4. Discussion and Conclusions

The present paper represents the first comprehensive study that has been conducted aiming to identify the pathogen associated with Fusarium wilt symptoms in lettuce in Greece. The results of this study revealed that the Fusarium wilt disease of lettuce is caused by Fusarium oxysporum f. sp. lactucae, assigning the obtained isolates to race 1. In Europe, race 1 is the most widespread, with reports from several countries [3,4,59,60].
Our results from the pathogenicity tests showed that cultivars “Cavolo di Napoli”, “Costa Rica No. 4”, and “Banchu Red Fire” were susceptible to highly susceptible to the Greek F. oxysporum f. sp. lactucae isolates, while cvs. “Costa Rica No. 4” and “Romana Romabella 30 CN” were resistant to them. These results, as well as the reaction results of a set of isolates belonging to the four identified races of the pathogen, were comparable to those derived from the pathogenicity assays carried out in previous studies [6,7,8,9,12,53], indicating that the isolates obtained in this study could be assigned to race 1.

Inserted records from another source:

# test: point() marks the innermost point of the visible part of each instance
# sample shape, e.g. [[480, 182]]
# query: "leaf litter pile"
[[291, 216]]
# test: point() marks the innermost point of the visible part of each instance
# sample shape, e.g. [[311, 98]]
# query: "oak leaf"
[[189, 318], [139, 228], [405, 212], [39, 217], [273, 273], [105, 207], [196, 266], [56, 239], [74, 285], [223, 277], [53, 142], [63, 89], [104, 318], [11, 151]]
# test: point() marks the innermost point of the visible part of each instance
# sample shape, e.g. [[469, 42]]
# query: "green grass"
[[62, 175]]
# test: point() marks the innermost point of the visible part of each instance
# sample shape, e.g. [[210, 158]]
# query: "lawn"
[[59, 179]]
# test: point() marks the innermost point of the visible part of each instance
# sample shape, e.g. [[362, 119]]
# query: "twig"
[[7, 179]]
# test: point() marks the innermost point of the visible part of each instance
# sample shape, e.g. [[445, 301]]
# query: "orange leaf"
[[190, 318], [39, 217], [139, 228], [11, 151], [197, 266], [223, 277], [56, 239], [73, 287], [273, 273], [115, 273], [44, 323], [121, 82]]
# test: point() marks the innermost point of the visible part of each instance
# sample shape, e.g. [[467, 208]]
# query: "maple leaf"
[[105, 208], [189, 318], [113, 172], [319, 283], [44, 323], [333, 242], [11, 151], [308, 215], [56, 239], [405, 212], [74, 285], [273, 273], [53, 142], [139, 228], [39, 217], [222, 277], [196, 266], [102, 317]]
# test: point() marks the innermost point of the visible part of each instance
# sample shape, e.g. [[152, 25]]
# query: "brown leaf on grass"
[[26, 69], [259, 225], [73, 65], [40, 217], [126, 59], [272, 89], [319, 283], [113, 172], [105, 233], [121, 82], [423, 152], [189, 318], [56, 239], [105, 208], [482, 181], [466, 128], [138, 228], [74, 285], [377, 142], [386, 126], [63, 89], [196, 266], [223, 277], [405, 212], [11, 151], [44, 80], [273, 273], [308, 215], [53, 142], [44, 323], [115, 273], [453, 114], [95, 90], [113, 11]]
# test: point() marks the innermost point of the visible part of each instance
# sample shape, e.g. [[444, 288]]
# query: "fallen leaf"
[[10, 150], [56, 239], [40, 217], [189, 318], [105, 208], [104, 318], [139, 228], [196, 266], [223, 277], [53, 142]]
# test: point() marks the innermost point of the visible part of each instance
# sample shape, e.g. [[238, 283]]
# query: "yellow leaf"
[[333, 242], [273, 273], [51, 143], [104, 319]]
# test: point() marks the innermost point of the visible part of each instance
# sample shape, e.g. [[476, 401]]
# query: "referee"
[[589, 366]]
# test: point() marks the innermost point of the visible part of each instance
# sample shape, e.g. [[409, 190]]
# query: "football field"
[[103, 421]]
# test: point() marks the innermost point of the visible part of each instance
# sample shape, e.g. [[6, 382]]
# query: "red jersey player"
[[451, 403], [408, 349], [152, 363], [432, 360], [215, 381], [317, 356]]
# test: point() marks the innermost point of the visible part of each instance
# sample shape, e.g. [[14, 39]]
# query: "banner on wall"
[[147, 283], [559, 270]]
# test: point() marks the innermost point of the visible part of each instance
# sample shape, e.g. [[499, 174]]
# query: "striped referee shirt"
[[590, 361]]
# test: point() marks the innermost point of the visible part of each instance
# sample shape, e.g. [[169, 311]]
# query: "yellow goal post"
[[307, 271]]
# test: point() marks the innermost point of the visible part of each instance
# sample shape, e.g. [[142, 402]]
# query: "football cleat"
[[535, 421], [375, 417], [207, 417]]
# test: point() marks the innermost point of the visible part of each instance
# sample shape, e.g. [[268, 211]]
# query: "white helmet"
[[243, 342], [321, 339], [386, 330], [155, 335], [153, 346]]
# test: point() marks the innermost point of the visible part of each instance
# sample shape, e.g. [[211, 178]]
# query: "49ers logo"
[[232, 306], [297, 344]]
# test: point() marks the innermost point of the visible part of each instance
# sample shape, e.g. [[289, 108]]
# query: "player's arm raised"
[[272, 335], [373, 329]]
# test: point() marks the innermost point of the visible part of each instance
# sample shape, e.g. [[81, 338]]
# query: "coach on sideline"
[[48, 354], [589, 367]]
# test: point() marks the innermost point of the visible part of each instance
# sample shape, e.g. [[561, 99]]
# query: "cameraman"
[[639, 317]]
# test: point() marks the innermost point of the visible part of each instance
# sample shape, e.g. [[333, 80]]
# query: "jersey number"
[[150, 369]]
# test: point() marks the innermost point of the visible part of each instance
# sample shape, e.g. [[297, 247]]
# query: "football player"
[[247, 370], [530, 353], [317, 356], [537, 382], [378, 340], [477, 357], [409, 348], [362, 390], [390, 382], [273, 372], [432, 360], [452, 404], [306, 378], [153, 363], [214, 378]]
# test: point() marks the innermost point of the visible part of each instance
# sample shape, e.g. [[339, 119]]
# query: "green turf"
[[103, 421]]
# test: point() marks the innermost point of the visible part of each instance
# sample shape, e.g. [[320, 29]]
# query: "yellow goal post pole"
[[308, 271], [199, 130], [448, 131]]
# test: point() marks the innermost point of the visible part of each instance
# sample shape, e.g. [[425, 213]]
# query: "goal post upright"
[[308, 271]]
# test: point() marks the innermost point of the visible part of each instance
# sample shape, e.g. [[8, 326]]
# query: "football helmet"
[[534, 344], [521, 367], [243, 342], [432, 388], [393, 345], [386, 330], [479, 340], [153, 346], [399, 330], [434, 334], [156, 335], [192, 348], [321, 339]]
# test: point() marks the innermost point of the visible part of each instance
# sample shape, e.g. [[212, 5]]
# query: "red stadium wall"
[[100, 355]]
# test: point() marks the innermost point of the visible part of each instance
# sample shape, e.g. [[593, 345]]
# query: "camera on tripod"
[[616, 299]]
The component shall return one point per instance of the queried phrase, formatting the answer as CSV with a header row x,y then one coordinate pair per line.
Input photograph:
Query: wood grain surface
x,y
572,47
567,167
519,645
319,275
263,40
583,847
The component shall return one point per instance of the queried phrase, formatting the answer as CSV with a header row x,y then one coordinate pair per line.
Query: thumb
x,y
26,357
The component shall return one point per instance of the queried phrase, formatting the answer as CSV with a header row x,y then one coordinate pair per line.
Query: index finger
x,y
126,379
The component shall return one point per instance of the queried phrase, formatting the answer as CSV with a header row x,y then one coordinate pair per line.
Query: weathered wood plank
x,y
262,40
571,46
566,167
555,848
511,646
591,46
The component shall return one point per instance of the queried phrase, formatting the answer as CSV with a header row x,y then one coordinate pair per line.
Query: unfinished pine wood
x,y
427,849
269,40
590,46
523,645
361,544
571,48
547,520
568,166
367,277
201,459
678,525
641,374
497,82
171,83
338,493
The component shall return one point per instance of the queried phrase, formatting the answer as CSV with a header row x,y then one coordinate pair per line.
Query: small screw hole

The pathogenic characteristics of 12 of the most-cultivated lettuce cultivars in Greece have also been evaluated. Specifically, these cultivars exhibited variable levels of resistance or susceptibility to the pathogen, in some cases even for cultivars of the same type. For instance, data obtained in this assay showed that cultivars from the Iceberg or Lollo Rossa type were highly susceptible to the pathogen, indicating that such lettuce cultivars should not be selected for cultivation in fields where the disease is present. Furthermore, the differences observed in the disease severity index values among the same combination (Greek isolates × lettuce cultivars) could be attributed to the different virulence of the isolates or to the genetic characteristics of the cultivars used, according to Scott et al. [61] and Gordon and Koike [62]. Such inconsistent associations between lettuce type and reaction to the pathogen have been described before for cultivars of the Romaine [61] and Butterhead type [53].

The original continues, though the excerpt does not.